DALLAS – Las Vegas in the 1950s and 1960s meant a lot of things. It saw the evolution of casinos splashed in glitter and lights, populated by high-rollers flashing money, and a lineup of musicians and actors that made the city on of the hubs the entertainment world.
Among the “Who’s Who” in the City of Lights were the McGuire Sisters, a trio of singing siblings from Ohio who paired Vegas performances with a recording career that lasted for the better part of two decades, with a glamorous stage act featuring the McGuire Sisters’ buttery-smooth harmonies in hits like Goodnight, Sweetheart, Goodnight and Sugartime. The act was so popular that the sisters – Ruby, Dottie and Phyllis – claimed a place among the Vegas elite, mingling at top Vegas social events and socializing with other celebrities, including the notorious Rat Pack that included the likes of Frank Sinatra, Sammy Davis, Jr., and Dean Martin. They performed for five American Presidents – Richard Nixon, Gerald Ford, Jimmy Carter, Ronald Reagan and George H.W. Bush – as well as for Queen Elizabeth II. They were, simply put, entertainment royalty.
Phyllis was known as the “one in the middle” of the group, which retired from performing after a 1968 appearance on the Ed Sullivan Show. They later reunited and continued to perform. She outlived her sisters, spending decades in a Vegas mansion that included a large-scale replica of the Arc de Triomphe, a swan moat, a beauty parlor and a 45-foot replica of the Eiffel Tower extending through the roof.
Just as the replica tower burst through the home’s roof, the 26,000-square foot home also burst with her collections of extraordinary furniture, decorative art, luxury accessories, couture and fine jewelry and vertu – much of which will be offered Aug. 10 in Heritage Auctions’ Estate of Phyllis McGuire Signature Auction. Absentee and Internet live bidding will be available through LiveAuctioneers. A portion of the proceeds from the event will go to McGuire’s charitable foundation.

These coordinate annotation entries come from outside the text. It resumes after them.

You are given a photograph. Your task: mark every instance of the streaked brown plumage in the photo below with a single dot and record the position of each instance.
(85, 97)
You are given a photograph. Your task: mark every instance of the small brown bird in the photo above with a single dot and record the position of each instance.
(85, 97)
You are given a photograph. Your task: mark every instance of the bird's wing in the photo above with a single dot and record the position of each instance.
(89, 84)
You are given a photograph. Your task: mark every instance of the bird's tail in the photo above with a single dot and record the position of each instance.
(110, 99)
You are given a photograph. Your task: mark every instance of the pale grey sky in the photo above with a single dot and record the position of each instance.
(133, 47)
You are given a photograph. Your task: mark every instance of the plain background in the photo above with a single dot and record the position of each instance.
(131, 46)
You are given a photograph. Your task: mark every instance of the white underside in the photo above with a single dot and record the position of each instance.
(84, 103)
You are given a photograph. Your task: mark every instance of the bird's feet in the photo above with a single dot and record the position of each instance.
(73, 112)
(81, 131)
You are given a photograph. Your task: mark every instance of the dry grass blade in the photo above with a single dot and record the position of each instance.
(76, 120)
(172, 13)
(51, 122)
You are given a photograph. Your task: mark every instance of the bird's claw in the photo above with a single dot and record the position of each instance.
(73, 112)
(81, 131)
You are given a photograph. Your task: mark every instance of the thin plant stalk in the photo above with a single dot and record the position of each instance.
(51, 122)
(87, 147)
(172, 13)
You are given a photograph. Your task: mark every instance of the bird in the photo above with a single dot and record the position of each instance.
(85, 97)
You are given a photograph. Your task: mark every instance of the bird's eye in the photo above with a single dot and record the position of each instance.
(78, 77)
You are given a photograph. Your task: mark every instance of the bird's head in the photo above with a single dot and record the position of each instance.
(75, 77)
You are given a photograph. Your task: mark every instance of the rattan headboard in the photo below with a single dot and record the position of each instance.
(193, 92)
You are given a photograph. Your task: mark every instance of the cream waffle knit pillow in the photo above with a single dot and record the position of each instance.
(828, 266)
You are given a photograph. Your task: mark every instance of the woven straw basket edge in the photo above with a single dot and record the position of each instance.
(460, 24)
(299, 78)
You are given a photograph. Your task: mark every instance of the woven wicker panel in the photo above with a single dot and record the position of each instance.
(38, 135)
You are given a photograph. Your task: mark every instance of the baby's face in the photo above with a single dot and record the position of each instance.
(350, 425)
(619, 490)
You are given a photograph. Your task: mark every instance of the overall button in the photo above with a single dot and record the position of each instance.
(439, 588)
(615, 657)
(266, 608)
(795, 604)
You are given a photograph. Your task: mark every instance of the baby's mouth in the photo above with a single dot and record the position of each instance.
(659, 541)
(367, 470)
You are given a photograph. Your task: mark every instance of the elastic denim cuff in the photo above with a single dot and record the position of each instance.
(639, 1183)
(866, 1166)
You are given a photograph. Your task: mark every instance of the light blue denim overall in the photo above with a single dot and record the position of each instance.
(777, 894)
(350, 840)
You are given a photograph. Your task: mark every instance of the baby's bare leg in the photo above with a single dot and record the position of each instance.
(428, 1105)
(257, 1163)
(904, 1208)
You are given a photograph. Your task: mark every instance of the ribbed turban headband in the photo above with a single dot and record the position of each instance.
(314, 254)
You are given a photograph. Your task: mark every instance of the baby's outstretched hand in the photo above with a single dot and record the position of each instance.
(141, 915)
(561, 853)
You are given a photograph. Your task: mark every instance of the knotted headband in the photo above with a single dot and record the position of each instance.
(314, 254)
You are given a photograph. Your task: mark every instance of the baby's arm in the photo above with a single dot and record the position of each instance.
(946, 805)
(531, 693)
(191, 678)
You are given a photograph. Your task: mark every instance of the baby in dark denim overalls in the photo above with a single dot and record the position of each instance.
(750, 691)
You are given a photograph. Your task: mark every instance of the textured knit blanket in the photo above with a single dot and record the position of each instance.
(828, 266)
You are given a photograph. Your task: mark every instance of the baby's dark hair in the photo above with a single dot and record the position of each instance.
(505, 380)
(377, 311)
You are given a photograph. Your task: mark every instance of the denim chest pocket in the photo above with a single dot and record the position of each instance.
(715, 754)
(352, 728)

“Heritage has never offered such a diverse group of property in one auction,” Heritage Auctions West Coast Director Carolyn Mani said. “Phyllis McGuire had a museum-quality collection of vintage haute couture, designer clothing and jewelry and incredible furniture and rugs. She was a major entertainment star when she sang with her sisters, but the value in this collection is not only because of her celebrity status. The items in this sale are amazing, and of such high quality and desirability, that they would stand on their own.”
Among the 27 lots offered in situ in the 383-lot event is McGuire’s Bosendorfer Model 225 mahogany and pearwood inlay 92-key grand piano with conforming bench, circa 2000, carrying an estimate of $60,000-$80,000, a gorgeous instrument that sounds as beautiful as it looks. The large Bosendorfer logo on the piano suggests it was designed as a performance instrument.
Included among the lots offered in situ from her treasured collection are:
A palace-sized Tabriz rug estimated at $40,000-$60,000.
A French Aubusson palatial tapestry, circa 1820, estimated at $30,000-$50,000.
A Charles Frodsham Louis XV-style gilt bronze mounted tall case clock, 19th century, estimated at $5,000-$7,000.
An Art Deco Brunswick The Arcade Model pool table with monarch cushions, circa 1923, estimated at $4,000-$6,000.
A French Erard floor harp, 19th century, estimated at $3,000-$5,000.
A Bohemian green cut to clear glass chandelier, estimated at $8,000-$12,000.
McGuire was known for her dazzling image, which gained an extra sparkle through her vast array of necklaces, earrings, bracelets and rings. Some of McGuire’s jewelry will be offered in Heritage Auctions’ Sept. 27 Jewelry Auction, but her collection also filled this sale with sparkling highlights – an assortment that includes a diamond, ruby, and platinum-topped gold bracelet, estimated at $12,000-$18,000, and a diamond and platinum brooch, estimated at $10,000-$15,000.
McGuire cut a stunning figure in any room she entered. The auction includes an assemblage of 146 haute couture lots, with garments made specifically for McGuire by designers ranging from Coco Chanel to Bill Blass and Halson. The trove features 27 lots in the auction by Chanel, including, but not limited to, a boucle wool mink-lined coat, with a Coco Chanel two-piece wool dress, two Chanel necklaces, and a mink hat, estimated at $2,000-$3,000.
Other exciting lots include entertainment memorabilia from some of her close friends, including a Rat Pack-era blackjack table with seven stools and gaming pieces, estimated at $2,000-$3,000.
“Phyllis McGuire had a huge presence in entertainment, and in Las Vegas society because of her stature as a star entertainer and also because she did so much for charity,” Mani said. “She was a larger-than-life personality, with a home and collections to match. Her impeccable eye and taste are why this is such an extraordinary auction which will be held on Aug. 10 at Heritage. It is a rare opportunity which combines fine furniture, fashion, and jewelry all in one event.”